In February 1960, Manne told an interviewer of his need to establish a permanent place for L.A. jazz musicians to play.  He also offered a credo: “I believe that the person who runs a jazz club should like the music just as much as the musicians.”  Ironically, Shelly’s Manne-Hole opened on the site of a club he had worked a couple of years earlier, only to be stiffed by the owner.
It formally opened in November 1960 and quickly became the center of L.A. jazz. Musicians were kings at Shelly’s; for once, their every need was provided.  Weeknights local players like Paul Horn, Dexter Gordon and Curtis Amy led their groups, while Shelly Manne and His Men were weekend fixtures.  Price was one of the house vocalists, along with Helen Humes, Irene Kral and blues singer Big Miller.  In its first year of operation, Manne lost $8,000.
By the end of 1963, the Manne-Hole was booking national names, beginning with the John Coltrane Quartet.  At the same time, space was made for worthy local groups, like the experimental big band led by bassist Ralph Peňa.  Price must surely have taken note of the accommodation that Manne made to deserving local players.  Her Bakery bookings would include piano duets between Horace Tapscott and Nate Morgan, nights devoted to the music of Russ Freeman or Jimmy Rowles, showcases for tap dance companies, or a panel-and-concert book party for Gene Lees’ biography of Woody Herman, Leader of the Band.
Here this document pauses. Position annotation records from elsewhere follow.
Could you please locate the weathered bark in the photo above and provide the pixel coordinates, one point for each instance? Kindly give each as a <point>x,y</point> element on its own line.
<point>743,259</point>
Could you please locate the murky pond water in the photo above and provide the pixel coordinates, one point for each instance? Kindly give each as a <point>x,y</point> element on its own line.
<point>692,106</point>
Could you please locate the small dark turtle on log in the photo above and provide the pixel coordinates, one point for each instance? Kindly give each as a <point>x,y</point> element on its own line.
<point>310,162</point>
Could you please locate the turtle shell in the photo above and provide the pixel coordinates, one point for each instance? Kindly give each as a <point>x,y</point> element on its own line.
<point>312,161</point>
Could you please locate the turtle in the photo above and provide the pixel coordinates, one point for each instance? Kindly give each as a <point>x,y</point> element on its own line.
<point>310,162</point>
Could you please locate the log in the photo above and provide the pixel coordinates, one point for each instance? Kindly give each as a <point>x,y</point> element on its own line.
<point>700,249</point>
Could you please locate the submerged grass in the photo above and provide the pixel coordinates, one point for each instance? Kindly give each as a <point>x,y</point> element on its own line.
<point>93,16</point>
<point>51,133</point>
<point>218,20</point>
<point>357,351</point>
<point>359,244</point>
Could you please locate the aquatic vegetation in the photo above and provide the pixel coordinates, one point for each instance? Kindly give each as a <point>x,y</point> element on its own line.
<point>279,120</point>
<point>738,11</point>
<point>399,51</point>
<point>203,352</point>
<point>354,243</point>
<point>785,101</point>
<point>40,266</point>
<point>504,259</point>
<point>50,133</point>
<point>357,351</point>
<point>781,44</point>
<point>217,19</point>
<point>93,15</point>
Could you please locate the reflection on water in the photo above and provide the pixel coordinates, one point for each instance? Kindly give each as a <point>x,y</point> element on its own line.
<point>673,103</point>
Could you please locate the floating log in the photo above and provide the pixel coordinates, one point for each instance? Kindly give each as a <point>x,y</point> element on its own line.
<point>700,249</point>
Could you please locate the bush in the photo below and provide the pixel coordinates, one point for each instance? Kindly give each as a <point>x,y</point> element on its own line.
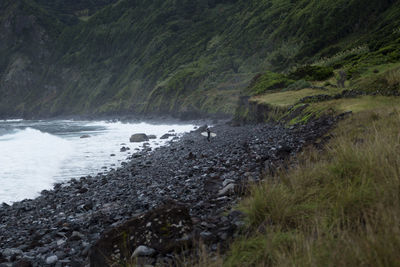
<point>267,82</point>
<point>312,73</point>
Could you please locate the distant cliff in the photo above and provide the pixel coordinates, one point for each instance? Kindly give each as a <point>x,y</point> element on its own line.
<point>168,56</point>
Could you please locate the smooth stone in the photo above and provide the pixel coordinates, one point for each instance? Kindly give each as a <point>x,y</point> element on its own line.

     When the Bakery lost its permanent home in 2011, it was a shock, but Price continued presenting the music in choice venues under her “Moveable Feast” banner.  Culver City gave her a free plot of land for the new Bakery site; the Annenberg Foundation gave her a generous grant; and architect Frank Gehry is designing a new building. 
     Now the California Jazz Foundation is honoring Ruth Price in a music event that the Bakery’s audience can participate in.